Are there any major projects you are working on now through the program?

We are conducting a university-wide assessment of our sustainability programs, investments and activities that spans operations, education, research, outreach and administration.  It’s part of a national assessment of higher education institutions.

What do you hope to achieve through this project?

In addition to gaining recognition, we’re using it in the coming year to develop a strategic plan to ensure our position as a leader in sustainability among our peers.

How are students involved with the sustainability program and projects?

Students have long been a driving force in making the UA a more environmentally sustainable institution.  I work closely with student leaders on a variety of projects, including our new Green Fund that a committee of students uses to support a range of sustainability projects on campus.  I also have graduate assistants and undergraduate interns in my office working on several projects, including the university-wide sustainability assessment.

What excites you most about sustainability?

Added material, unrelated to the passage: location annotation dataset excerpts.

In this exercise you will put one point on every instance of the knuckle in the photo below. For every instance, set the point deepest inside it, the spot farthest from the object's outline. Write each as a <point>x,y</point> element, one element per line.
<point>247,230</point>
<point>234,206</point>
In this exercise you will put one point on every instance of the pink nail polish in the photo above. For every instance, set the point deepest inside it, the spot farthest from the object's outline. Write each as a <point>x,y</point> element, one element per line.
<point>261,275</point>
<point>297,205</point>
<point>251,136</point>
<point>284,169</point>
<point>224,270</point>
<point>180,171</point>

I enjoy the fact that it’s very interdisciplinary, draws on many different fields, and brings people together to find solutions to complex problems.  It’s not about doing things the same as before, which can be uncomfortable for some people.

What advice would you give someone just starting to explore sustainability?

Do what you love and the job will follow, but I know that might be hard to believe with our current job market.  I admire people who are able to do this.  Also, talk with people in the fields you are interested in to see what their jobs are really like, what skills are needed, and where the field is headed.  Creativity is also really important.

How do you incorporate sustainability into your home?

We try to ride our bikes as much as possible to work and for errands.  We buy some organic produce; we’re not vegetarian but don’t eat much meat.  We often shop for clothes at resale shops.  We own a house a couple of miles from the UA that was built in the 1950s, so we’re working on making it more energy-efficient and developing a comfortable low-water landscape.  It all adds up.

What do you enjoy doing when you are not working?

My family takes up most of my time, but I play ultimate Frisbee and ride my bikes when I can.  I also like to cook.